このようにして「HE Comes From The Sky … or The Sea …(それは空、、、または海からやってくる)」という作品のアイディアを思いつきました。それは、美術館のらせん階段や地下室に沿って描かれた文字と音のインスタレーションです。私は作品の表現として、詩になっている文字を書き、鳥や馬、熊などの声を流しました。実際それら全てが、それぞれの要素でそれぞれの意味を持ったものでした。
White Porn Paintings(ホワイト・ポルノ・ペインティング)
あなたのシリーズに「ホワイト・ポルノ・ペインティング」というものがありますが、そのコンセプトは何ですか?なぜ白という色を選んだのですか?
ホワイト・ポルノ・ペインティングは、単なるセックスシーンの描写ではありません。汚れたもの、つまり人間の隠れた欲望や野性的な願望などと無垢なものとの間の関係性を表しています。白という色は一般的に純粋さや無垢なものととられてて、人々がセックスやポルノについて話すときは、それを汚いものと認識しますが、「純粋さ」や「無垢」や「汚さ」という概念の背後には、絶対的な意味というのは存在しないと私は考えるのです。実際は、それらは単なるいくつかの解釈に過ぎないのです。ある意味、セックスやポルノ、欲望とは、あらゆる人が持つ根本的な本能と関わるものなのです。違う観点から見れば、その作品は、ギリシア神話のディオニソスやアポロニアンにおけるニーチェの概念やセックスや意識についてのフラウドの思想からの影響も受けています。
様々な展示のためにいろいろな街を訪れたと思いますが、お気に入りの街とその理由を聞かせてください。

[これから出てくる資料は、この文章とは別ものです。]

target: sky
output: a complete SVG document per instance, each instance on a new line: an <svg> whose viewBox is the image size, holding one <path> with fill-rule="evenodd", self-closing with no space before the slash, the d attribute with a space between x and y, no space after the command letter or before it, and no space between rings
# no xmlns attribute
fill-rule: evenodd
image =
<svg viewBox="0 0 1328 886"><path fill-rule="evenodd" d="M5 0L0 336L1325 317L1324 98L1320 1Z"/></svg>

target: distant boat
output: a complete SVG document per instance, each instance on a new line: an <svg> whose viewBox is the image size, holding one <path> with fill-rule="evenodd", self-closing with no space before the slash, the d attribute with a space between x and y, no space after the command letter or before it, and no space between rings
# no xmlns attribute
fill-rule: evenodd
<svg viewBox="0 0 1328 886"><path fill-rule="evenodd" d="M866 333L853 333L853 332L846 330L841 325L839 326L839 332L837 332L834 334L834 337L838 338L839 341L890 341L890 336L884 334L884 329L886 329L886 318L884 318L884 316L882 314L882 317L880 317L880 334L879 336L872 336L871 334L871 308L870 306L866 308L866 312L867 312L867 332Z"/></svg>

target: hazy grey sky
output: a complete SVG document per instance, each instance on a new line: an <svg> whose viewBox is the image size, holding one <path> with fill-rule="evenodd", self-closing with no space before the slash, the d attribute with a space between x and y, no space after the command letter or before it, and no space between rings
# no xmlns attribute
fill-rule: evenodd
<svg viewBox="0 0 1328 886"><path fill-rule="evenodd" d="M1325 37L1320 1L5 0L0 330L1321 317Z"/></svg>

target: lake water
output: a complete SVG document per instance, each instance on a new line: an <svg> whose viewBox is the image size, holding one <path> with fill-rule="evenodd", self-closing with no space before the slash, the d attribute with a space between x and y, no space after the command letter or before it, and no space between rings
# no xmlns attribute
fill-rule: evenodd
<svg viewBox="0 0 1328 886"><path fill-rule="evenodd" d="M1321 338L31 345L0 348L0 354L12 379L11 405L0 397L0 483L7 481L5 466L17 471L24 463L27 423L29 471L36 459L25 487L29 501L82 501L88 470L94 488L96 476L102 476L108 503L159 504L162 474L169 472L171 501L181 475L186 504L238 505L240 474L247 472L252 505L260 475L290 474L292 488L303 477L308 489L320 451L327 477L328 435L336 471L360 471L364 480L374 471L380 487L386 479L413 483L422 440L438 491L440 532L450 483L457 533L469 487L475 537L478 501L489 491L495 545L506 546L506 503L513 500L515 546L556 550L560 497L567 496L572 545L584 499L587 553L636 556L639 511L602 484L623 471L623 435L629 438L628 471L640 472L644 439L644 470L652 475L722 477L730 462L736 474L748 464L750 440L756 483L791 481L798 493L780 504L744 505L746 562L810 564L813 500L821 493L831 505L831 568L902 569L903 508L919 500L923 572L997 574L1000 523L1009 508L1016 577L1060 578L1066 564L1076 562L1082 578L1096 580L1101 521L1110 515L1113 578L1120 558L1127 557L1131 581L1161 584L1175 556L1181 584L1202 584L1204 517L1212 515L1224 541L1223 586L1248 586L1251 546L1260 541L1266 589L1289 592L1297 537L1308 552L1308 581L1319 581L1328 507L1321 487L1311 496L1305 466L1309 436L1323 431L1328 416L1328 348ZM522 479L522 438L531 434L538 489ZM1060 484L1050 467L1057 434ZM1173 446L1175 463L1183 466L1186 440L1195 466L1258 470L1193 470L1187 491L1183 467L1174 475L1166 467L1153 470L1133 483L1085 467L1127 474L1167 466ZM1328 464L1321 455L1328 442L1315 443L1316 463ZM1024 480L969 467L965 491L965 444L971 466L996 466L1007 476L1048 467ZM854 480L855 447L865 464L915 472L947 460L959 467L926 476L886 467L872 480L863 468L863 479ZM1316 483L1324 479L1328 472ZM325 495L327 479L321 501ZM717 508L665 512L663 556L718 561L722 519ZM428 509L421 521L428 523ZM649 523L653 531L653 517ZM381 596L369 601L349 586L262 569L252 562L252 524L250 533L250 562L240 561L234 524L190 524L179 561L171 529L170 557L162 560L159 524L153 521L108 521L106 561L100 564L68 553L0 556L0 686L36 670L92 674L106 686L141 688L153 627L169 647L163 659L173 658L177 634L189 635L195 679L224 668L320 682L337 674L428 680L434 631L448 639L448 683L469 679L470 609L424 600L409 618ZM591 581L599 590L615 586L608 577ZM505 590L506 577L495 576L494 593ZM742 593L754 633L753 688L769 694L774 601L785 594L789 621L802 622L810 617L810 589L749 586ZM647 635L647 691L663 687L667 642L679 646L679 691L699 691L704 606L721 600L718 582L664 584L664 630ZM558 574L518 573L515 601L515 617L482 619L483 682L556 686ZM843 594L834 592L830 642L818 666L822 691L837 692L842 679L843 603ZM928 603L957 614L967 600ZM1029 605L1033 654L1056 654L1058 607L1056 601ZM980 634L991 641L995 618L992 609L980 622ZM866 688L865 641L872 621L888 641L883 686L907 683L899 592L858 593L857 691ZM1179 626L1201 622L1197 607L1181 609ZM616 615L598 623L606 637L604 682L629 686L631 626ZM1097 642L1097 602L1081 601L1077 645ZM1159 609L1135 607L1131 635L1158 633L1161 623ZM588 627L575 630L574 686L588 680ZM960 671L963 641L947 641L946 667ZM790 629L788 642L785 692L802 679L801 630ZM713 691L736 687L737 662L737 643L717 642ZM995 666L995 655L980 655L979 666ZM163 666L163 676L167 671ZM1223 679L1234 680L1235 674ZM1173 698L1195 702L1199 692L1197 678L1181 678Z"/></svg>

ヨーロッパ、アジア、アメリカなどの都市を訪れましたが、実際のところ本当に好きな特定の街はありません。それぞれの街がよい面も悪い面も持っていると思います。たとえば、私はロンドン、パリ、ニューヨークは、多くの展示会やコンサートやフェスティバルがあるので好きですが、残念なことにとてもごみごみしていてうるさく思います。また、オランダのハーグのような小さな街も好きで、そこでは散歩をするために森や湖に行って、昼寝をしたりできました。アムステルダムのような大きな都市とくらべて非常に静かでした。
では、最後に将来の展望をお聞かせください。
どれくらい広く自分の作品を押し進めることができるかを知るために、何か違うことに挑戦したいとよく考えています。今のところ、作品のなかである種の雰囲気を生み出すために、音と光を使うことに興味を持ち出してきています。また、動く映像や文字のようなものも検討しています。おそらく、全ての要素を一緒にしたものに挑戦することになると思います。これが今考えているアイディアです。さらに、目に見えるものと見えないものの関係において、様々な素材を使用する可能性を探求したいとも考えています。